On 17 November, Wainwright ordered an attack on the Persian town of Linga, and the inhabitants fled at the arrival of the British fleet, with Wainwright's ships burning 20 dhows without opposition or casualties. Further exploration of the southern Persian coast revealed most harbours to be empty. Wainwright's main target was Laft on Qeshm Island, a principal Al Qasimi stronghold. Sending ships to block the passages to the Qeshm Channel, Wainwright hired local pilots and descended on the town on 26 November. Following fruitless negotiations with local sheikhs, Wainwright ordered an attack on 27 November at 14:00, and Smith's troops landed unopposed. Assuming the enemy had fled, Smith's men approached the town's fortress, only to be met with heavy fire as they reached the gate. Despite heavy casualties, Smith rallied his forces and, with artillery support from the sloop Fury, forced the fort to surrender at sunset, after the sheikh was guaranteed safety. British landing parties burned 11 large Arab vessels; the expeditionary force suffered 70 casualties in the fight at the fort. Arab losses were estimated at more than 50 killed in the fort alone.

The town was handed over to Sheik Dewar, a local ruler who supported the British, and Wainwright withdrew his forces to Muscat in early December; all of the squadron reassembled there by Christmas. A final operation was launched on 3 January 1810: a successful attack against the town of Shinas, which had rebelled against Sultan Sa'id. Shinas was under Qawasim control and, its commander refusing Wainwright's call to surrender, the town was bombarded. With the population taking shelter in Shinas Fort, the bombardment then turned to that building, commencing on 2 January 1810 and consisting ot 4,000 'shot and shell'. The barrage was maintained through that night and into the next day, with the defenders consistently refusing to surrender until, finally, the fort had been totally reduced and some 1,000 men lay dead.
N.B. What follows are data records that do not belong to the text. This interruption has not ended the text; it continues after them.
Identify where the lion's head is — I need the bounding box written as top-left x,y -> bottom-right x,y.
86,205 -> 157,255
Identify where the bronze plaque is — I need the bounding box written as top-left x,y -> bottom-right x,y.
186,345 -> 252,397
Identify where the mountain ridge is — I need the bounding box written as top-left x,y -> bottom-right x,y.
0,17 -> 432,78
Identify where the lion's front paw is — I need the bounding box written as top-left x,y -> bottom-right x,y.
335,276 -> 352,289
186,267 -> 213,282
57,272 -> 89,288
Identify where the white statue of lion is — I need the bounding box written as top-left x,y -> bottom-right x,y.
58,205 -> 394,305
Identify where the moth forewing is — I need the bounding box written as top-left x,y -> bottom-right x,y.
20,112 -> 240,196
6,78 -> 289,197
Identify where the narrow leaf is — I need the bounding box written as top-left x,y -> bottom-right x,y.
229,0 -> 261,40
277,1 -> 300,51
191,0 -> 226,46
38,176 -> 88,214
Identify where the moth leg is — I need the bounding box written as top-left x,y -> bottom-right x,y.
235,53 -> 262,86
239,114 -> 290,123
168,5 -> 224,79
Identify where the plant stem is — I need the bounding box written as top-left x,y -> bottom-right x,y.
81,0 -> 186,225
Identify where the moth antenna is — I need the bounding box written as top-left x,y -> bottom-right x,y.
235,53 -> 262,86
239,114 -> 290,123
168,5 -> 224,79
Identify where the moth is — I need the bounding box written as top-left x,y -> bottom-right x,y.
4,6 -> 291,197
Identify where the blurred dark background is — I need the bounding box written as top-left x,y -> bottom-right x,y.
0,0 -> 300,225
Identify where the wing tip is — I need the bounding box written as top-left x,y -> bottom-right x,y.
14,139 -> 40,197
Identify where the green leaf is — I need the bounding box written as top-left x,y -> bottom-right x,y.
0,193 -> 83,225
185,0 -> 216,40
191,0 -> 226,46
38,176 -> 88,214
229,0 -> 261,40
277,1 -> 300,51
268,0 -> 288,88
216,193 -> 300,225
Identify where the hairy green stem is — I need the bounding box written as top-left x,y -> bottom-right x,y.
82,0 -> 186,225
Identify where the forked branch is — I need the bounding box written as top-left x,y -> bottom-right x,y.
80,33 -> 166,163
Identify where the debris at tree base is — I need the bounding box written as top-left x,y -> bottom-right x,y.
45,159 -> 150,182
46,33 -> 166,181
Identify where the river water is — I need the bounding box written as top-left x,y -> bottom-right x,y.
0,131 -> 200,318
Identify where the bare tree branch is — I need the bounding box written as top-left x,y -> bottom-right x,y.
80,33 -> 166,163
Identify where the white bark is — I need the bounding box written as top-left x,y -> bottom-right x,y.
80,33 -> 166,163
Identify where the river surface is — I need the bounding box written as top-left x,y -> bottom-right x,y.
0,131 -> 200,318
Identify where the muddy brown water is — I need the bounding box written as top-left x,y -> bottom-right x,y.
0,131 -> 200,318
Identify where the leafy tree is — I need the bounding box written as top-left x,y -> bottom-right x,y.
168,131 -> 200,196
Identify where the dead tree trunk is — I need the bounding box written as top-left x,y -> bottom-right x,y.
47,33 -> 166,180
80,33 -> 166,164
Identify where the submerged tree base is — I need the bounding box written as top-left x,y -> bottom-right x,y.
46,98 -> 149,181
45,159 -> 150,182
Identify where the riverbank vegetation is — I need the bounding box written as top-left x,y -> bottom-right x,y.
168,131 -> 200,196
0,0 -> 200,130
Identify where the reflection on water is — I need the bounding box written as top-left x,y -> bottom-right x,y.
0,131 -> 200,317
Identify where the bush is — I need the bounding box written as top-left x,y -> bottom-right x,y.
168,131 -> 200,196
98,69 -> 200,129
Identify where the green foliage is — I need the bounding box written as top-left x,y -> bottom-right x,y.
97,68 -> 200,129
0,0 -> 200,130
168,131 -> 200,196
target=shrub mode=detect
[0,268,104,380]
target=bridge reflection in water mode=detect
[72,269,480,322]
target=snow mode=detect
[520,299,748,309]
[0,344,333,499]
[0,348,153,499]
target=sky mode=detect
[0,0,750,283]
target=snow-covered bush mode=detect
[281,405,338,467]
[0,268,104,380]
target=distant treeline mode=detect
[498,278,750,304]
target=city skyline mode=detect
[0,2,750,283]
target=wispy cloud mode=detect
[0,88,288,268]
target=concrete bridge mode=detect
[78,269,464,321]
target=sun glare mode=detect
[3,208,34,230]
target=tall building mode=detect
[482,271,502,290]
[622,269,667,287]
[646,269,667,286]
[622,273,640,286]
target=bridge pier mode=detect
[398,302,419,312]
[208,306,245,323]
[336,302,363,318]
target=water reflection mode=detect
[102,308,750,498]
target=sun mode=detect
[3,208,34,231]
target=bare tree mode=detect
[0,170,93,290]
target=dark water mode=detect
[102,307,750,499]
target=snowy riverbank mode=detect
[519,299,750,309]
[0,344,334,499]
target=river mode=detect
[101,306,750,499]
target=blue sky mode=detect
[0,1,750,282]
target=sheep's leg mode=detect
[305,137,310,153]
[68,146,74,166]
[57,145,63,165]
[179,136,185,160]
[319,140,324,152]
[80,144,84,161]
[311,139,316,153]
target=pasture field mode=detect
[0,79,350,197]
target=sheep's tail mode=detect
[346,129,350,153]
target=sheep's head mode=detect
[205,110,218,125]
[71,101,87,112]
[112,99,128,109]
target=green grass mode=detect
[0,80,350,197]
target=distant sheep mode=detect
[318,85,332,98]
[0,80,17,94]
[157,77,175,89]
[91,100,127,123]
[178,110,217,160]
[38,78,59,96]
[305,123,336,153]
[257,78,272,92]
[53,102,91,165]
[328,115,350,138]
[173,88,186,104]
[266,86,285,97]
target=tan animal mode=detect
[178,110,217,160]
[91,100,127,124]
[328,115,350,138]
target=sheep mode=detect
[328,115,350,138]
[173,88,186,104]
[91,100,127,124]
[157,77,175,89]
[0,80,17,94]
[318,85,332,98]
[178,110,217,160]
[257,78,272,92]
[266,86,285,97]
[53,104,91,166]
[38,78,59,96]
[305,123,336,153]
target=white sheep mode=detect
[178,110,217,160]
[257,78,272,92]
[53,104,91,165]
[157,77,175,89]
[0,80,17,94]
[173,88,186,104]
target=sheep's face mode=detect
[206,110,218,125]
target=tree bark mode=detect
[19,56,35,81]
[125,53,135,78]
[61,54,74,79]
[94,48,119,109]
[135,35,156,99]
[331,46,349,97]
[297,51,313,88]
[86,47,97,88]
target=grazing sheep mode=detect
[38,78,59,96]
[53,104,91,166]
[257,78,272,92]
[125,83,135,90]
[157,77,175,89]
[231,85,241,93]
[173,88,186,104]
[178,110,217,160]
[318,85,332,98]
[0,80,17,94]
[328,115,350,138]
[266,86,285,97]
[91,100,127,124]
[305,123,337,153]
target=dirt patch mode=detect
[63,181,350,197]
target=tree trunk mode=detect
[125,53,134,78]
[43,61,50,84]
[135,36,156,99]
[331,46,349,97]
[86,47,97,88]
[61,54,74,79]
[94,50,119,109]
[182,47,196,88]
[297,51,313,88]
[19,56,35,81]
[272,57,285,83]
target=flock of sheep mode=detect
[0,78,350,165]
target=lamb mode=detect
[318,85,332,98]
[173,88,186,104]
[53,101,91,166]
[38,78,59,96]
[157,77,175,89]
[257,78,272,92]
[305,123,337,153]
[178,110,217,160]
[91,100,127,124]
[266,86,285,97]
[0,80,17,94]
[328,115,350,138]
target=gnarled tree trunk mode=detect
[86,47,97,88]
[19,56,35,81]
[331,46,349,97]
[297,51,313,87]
Although minor naval operations against individual local ships continued into 1810, Wainwright and the main body of the squadron returned to Bombay in January, having considered their mission to inflict significant damage on the Al Qasimi forces in the Persian Gulf to have been a success.

==Aftermath==
The operation succeeded in its aim of reducing French influence in Oman and in dissuading the political forces in the region from encouraging attacks on British shipping, but it was unable to totally halt Al Qasimi activity in the Persian Gulf. By 1811, when much of the Royal Navy and HEIC forces in the Indian Ocean were diverted to Java, the Al Qasimi returned in force, although their destructive actions were weaker than before and rarely strayed into the Arabian Sea. Ultimately, it was not until the forces of the Ottoman Empire seized Medina in 1812, that some measure of control could be exerted over the tribes of the Arabian peninsula. Subsequent British intervention, both military and diplomatic, also reduced the threat of attacks during the nineteenth century.
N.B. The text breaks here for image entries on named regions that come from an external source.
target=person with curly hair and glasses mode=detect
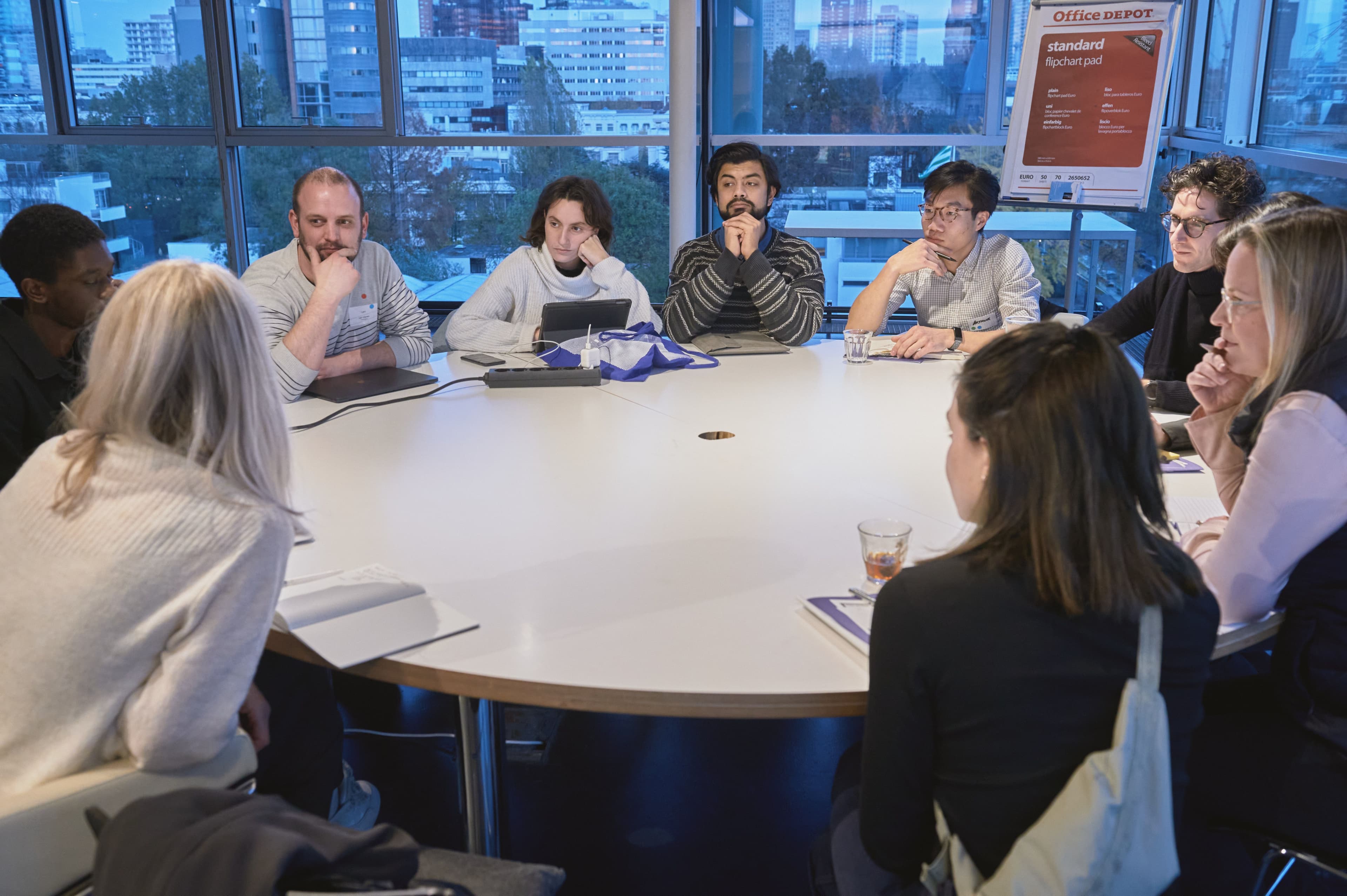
[1087,152,1265,449]
[1185,208,1347,893]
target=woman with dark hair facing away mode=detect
[1088,152,1265,423]
[1183,208,1347,893]
[444,175,661,352]
[830,323,1218,896]
[1211,190,1323,275]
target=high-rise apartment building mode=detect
[323,0,383,127]
[397,38,496,133]
[518,0,668,109]
[944,0,987,65]
[416,0,528,46]
[121,12,178,66]
[0,3,47,133]
[233,0,290,100]
[168,0,206,62]
[290,0,328,124]
[818,0,874,66]
[870,5,917,66]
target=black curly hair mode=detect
[1160,152,1267,218]
[0,202,108,288]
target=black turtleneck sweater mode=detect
[1090,264,1223,414]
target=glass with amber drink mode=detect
[857,519,912,585]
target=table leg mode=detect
[458,696,501,857]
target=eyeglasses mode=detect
[1217,290,1262,321]
[1160,211,1230,240]
[917,202,972,224]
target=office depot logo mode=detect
[1048,38,1103,53]
[1052,9,1154,21]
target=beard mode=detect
[299,233,360,261]
[717,197,768,221]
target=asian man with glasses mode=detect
[1088,154,1264,449]
[846,160,1040,358]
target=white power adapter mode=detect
[581,326,599,371]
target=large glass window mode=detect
[62,0,210,127]
[233,0,385,128]
[712,0,990,133]
[397,0,669,136]
[1258,0,1347,155]
[1001,0,1029,128]
[242,146,669,302]
[0,144,228,295]
[0,0,47,133]
[1196,0,1235,131]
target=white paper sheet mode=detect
[1165,494,1226,524]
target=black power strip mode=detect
[484,366,603,388]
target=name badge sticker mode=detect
[346,302,378,328]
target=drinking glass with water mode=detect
[857,519,912,585]
[842,330,870,364]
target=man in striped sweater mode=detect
[242,168,431,402]
[664,143,823,345]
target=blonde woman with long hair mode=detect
[0,260,294,795]
[1184,208,1347,893]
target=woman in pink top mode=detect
[1184,208,1347,893]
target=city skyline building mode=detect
[518,0,668,109]
[416,0,528,46]
[397,38,504,133]
[870,5,919,66]
[818,0,874,69]
[762,0,796,55]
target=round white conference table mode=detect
[268,339,1215,854]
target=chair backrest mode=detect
[0,732,257,896]
[923,606,1179,896]
[1052,314,1090,330]
[430,309,458,354]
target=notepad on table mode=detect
[1165,494,1226,536]
[870,336,967,361]
[800,597,874,656]
[272,563,477,668]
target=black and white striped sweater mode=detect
[664,228,823,345]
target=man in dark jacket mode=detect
[664,143,823,345]
[1090,154,1265,443]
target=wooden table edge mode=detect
[267,629,866,720]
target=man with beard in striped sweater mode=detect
[242,168,431,402]
[664,143,823,345]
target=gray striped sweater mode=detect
[242,240,430,402]
[664,228,823,345]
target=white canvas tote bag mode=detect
[922,606,1179,896]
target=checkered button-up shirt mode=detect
[884,233,1043,331]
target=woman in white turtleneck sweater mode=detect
[444,176,660,352]
[0,259,294,796]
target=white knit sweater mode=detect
[0,438,294,795]
[444,245,660,352]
The campaign had a significant effect on British cartography of the region. Wainwright reported that the available charts of the Persian Gulf were inaccurate or incomplete, thus allowing Al Qasimi ships to hide from his squadron in uncharted inlets. The Bombay Marine had long been aware of this problem and had been developing charts of the region in the years leading up to the campaign, under David Ewen Bartholomew, who had been on Sapphire during Corbet's mission to the region and whose charts were published in 1810 as a response to these problems.